Twenty years ago, ‘entertainment’ meant going to a single screen cinema hall or catching up on an old movie on the cable television network. Entertainment channels such as Zee and Sun TV had barely begun operations, while multiplexes and direct-to-home operations were unheard of.

Cut to the present and we have movies grossing Rs 100 crore plus in collections quite regularly and films being available on DTH platforms within a month of their release. In many ways, the media and entertainment ‘industry’ itself has grown into prominence only in the last 7-10 years.

Investor’s point of view

From an investor’s perspective, the listing of stocks across print and electronic media, ushered in new investment opportunities. During the boom years for the economy between 2003 and 2008, advertising revenues for print and electronic media grew at a hectic pace, while subscription did not garner a similar traction.

The listed multiplex players have been caught up in consolidation. From four players, two were acquired by the larger players. This consolidation has helped build scale and improve ticket prices for film exhibitors.

Most of the companies in the media and entertainment space today earn revenues of more than Rs 1,000 crore annually (Sun TV and Zee Entertainment are much larger).

While the stock market returns of most of these companies have been quite disappointing since listing with many of them even below their listing price, it may be worthwhile to examine the broad trends that have emerged in each segment over the last decade.

Disappointing returns

The dependence on advertising for print and electronic media companies has meant that their fortunes have been quite closely linked to the state of the economy. Therefore, most stocks listed over the last 7-8 years, barring PVR, have not had a spectacular run.

Zee Entertainment, which listed about twenty years ago (albeit as a different entity), has been the exception, delivering an astounding 9,383 per cent return over this timeframe. The stock also commands the highest valuation among media and entertainment stocks.

Sun TV, the second-largest player in the listed arena, was an out-performer until political developments and the increasing competition in the southern market exerted pressure on the stock.

In the print space, Hindi language newspapers DB Corp and Jagran Prakashan with their strong regional focus and ability to derive a good share of local advertising, have done much better than the English major, HT Media. In the electronic media space, the likes of NDTV, focused on news alone and has continued to be loss making; it has been given a thumbs down by the markets continuously over the past few years.

Industry trends

Zee Entertainment, despite heavy competition from Star and Colors, has managed to remain among the top three players among the general entertainment channels.
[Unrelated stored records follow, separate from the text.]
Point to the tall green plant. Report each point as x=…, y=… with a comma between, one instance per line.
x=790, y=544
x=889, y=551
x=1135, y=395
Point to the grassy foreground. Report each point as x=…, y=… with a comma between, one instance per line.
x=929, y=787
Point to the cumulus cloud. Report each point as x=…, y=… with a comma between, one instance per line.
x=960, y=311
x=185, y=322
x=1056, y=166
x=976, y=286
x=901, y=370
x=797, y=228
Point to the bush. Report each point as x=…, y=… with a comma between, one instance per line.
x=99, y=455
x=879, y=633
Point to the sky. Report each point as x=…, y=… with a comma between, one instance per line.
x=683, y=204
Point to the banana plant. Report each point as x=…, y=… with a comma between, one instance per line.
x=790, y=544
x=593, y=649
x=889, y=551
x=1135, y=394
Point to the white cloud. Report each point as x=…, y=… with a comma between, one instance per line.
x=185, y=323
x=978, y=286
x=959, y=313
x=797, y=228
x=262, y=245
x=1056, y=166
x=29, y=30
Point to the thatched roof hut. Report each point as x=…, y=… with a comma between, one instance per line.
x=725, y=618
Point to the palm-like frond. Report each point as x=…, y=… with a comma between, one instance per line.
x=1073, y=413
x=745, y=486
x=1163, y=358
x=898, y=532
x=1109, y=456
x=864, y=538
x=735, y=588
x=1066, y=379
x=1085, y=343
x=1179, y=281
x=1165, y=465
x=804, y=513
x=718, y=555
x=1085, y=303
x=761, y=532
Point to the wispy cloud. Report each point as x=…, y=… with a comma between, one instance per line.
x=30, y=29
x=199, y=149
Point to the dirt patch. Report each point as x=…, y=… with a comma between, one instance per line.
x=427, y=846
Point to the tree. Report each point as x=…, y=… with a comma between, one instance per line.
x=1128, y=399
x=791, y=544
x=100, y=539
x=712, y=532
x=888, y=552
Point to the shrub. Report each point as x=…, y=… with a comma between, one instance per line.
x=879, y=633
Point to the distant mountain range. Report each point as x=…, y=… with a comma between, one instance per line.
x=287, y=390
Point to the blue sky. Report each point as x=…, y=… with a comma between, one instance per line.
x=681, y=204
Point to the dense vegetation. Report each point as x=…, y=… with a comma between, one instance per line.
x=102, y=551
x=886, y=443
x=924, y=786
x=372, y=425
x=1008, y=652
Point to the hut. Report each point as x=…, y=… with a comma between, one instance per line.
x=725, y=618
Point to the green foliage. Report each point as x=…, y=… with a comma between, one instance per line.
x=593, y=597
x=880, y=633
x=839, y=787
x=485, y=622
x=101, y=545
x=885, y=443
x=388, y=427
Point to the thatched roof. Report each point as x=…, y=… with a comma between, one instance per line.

All three have been beneficiaries of the telecom regulator’s mandate to digitise large parts of the country implemented over the last couple of years. As a result, subscription revenues have received a significant boost. Zee Entertainment, for example, now has a near 50:50 mix of advertising and subscription.

Concentration has also been evident in the industry. Though there is a huge list of channels in the general entertainment space, the top three players today account for over three-fourths of the advertising pie. Hence, the long tail of also-rans, that are also dependent on advertising revenues, tend to struggle to remain profitable.

Print media

In the print industry, the mix of revenues remains skewed in favour of advertising. Most newspapers derive nearly 75 per cent of their revenues from advertisements. Here, the key trend has been regional language newspapers, especially the widely read Hindi dailies, managing to bridge the gap in advertising rates compared to their English counterparts. From over 11 times 10 years ago, the premium that English papers command is now just over four times, according to industry reports.

Despite the growth in Internet and television, print still continues to garner the highest share of advertising with 46 per cent of the overall pie, down just two percentage points from what it was seven years ago.

In the multiplex space, there has been a bout of consolidation with Inox buying out Fame and PVR acquiring Cinemax. This has given these multiplexes significant scale and a presence in most important centres in the country.

Multiplex financials have also improved with consolidation. From the ticket price of Rs 10-15 that single screens used to charge 20 years ago, average ticket prices in a multiplex have soared to Rs 170 levels. The spends on food and beverage also have been rising and hover at about Rs 60 per person, thus aiding realisations. These trends have helped make up for relatively muted occupancies and the seasonality of the business.

Cable network operators such as Den Networks and Hathway Cable have benefitted significantly by the Government’s mandate to digitise cable networks across the country in key metros and top cities. In fact, it has helped them come out of losses and become profitable at the net level.

Growing industry

The media and entertainment industry was worth Rs 82,100 crore as of 2012. With several new segments such as animation, digital advertising, OOH and gaming coming into the fold, the space is expected to expand significantly.

According to a report from FICCI-KPMG, the media and entertainment industry is expected to grow at 15 per cent annually till 2017 and reach a size of Rs 1,66,100 crore.

Certainly that is a big leap for an industry that was extremely localised and unorganised till about 15 years ago.